Le pyromane

Pendant que Gérald Larose traitait Jack Layton d'imposteur crapuleux, le National Post l'accusait plutôt d'avoir vendu son âme aux nationalistes québécois.

Élection fédérale du 2 mai 2011 - au Québec : une « insurrection électorale »


Pendant que Gérald Larose traitait Jack Layton d'imposteur crapuleux, le National Post l'accusait plutôt d'avoir vendu son âme aux nationalistes québécois.
Pour M. Layton, il est grand temps que la campagne électorale prenne fin.

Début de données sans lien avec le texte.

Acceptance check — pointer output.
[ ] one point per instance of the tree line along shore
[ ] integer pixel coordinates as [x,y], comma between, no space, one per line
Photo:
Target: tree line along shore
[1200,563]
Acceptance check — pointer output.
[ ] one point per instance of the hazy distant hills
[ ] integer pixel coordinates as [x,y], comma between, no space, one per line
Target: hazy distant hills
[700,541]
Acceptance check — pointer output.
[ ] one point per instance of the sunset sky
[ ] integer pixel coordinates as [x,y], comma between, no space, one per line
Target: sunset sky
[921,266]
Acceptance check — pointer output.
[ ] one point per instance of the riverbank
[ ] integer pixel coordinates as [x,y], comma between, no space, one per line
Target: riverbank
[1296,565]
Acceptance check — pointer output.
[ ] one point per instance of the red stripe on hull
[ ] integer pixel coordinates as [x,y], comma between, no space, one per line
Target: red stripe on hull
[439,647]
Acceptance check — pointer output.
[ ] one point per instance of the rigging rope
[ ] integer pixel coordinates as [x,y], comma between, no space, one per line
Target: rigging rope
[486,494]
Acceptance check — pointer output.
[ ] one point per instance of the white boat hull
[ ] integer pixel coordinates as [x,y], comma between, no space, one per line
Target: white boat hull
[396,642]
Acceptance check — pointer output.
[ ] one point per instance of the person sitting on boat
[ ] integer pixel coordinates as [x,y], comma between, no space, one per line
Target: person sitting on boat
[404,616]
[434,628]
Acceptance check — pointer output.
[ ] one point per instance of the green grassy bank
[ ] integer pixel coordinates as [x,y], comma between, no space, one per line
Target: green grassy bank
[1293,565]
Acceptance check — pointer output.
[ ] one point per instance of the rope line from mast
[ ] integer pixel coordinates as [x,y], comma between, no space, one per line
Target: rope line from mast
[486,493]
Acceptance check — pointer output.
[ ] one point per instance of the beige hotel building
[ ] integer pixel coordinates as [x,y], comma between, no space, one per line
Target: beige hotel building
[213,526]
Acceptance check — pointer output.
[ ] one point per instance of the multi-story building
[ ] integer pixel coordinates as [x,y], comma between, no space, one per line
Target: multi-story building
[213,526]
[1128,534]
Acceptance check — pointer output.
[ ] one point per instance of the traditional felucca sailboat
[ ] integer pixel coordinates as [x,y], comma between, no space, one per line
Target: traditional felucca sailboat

Ces mystérieuses «conditions gagnantes», qui permettraient éventuellement à un gouvernement néodémocrate de ramener le Québec dans le giron constitutionnel canadien, commencent à devenir embarrassantes.
S'il n'est pas un imposteur ou un de ces «crosseurs professionnels» dénoncés par M. Larose, il ressemble dangereusement à un pyromane qui joue avec des allumettes à côté d'un baril de poudre.
L'éditorialiste du Post n'avait pas tort de s'inquiéter en voyant M. Layton créer des attentes qui risquent d'être cruellement déçues. Il est très clair que le Canada anglais n'a aucune envie de rouvrir le dossier constitutionnel, encore moins de faire la moindre concession au Québec. Et il en aura de moins en moins envie.
Brian Mulroney a été le dernier à oser ouvrir la boîte de Pandore. Si son chef n'en est pas suffisamment conscient, Thomas Mulcair, qui a participé à la bataille référendaire dans le camp du Non, serait certainement en mesure de lui expliquer les effet que les échecs répétés de Meech et de Charlottetown ont eus sur l'opinion publique québécoise.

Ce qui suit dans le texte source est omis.